[Python] Save the result of web scraping the Mercari product page on Google Colab to Google Sheets and display the product image as well.

This article is based on the content of the following video previously published on YouTube.

[Python learning] Save the result of web scraping the Mercari product page to Google Sheets and display the product image

The content covered in this article is for learning purposes only. In some cases, scraping may lead to a load on the other server, so please do it within the bounds of common sense. </ font>

Python code to run on Google Colab

First of all, I will paste the actual code written in the video below.

Install gspread

!pip install gspread

I had a habit of explicitly typing gspread to install it, but I didn't need it ... Even if I installed it this way, it didn't make sense because it was the same as the version originally installed in Colab.
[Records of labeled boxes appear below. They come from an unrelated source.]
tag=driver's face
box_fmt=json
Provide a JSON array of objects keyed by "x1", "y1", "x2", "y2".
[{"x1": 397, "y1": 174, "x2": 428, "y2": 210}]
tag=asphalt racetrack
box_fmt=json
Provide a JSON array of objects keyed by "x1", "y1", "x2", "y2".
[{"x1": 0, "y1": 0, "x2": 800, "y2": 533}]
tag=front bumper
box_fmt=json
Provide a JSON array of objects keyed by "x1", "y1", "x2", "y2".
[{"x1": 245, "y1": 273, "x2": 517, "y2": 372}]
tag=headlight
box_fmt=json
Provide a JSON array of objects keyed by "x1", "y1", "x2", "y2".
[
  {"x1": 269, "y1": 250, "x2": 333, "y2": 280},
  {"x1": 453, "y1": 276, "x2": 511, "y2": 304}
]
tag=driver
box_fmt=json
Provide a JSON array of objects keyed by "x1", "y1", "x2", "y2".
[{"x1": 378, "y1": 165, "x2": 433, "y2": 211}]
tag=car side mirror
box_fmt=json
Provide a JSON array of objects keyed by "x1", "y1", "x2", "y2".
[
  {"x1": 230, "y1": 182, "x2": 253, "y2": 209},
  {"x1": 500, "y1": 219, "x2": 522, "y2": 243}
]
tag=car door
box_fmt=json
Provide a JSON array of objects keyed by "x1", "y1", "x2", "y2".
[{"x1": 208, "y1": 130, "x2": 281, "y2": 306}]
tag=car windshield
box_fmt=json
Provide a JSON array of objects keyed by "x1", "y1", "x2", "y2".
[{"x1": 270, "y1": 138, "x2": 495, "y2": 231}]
For more information on this, please refer to the following article posted earlier. https://qiita.com/safa/items/bfa52430f920ac562bec#gspread%E3%81%AE%E3%82%A4%E3%83%B3%E3%82%B9%E3%83%88%E3%83%BC%E3%83%AB

A spell to make Google Sheets accessible from Colab

from google.colab import auth
from oauth2client.client import GoogleCredentials
import gspread

auth.authenticate_user()
gc = gspread.authorize(GoogleCredentials.get_application_default())

Code for accessing Google Sheets on Google Colab. In the middle of myself, it has become not the same.

If you execute this code, the URL will be displayed. If you follow the instructions on the screen, the authentication itself will be completed without any problems. (It is easier if you log in with your own Google account in advance)

Code for saving the result of web scraping the Mercari product page in a Google spreadsheet and displaying the product image

Here is the actual Python code. Please enter the Google Spreadsheet URL that you want to save to.

from bs4 import BeautifulSoup
import requests

workbook_url = "URL of Google Spreadsheet to save to"
workbook = gc.open_by_url(workbook_url)

mercari_url = "https://www.mercari.com"
fetch_path = "/jp/category/967/"

headers = {'User-Agent': 'Mozilla/5.0 (Macintosh; Intel Mac OS X 10_14_6) AppleWebKit/537.36 (KHTML, like Gecko) Chrome/86.0.4222.0 Safari/537.36'}

# fetch_url: https://www.mercari.com/jp/category/967/
fetch_url = mercari_url + fetch_path

print("Acquisition URL: " + fetch_url)

r = requests.get(fetch_url, headers=headers)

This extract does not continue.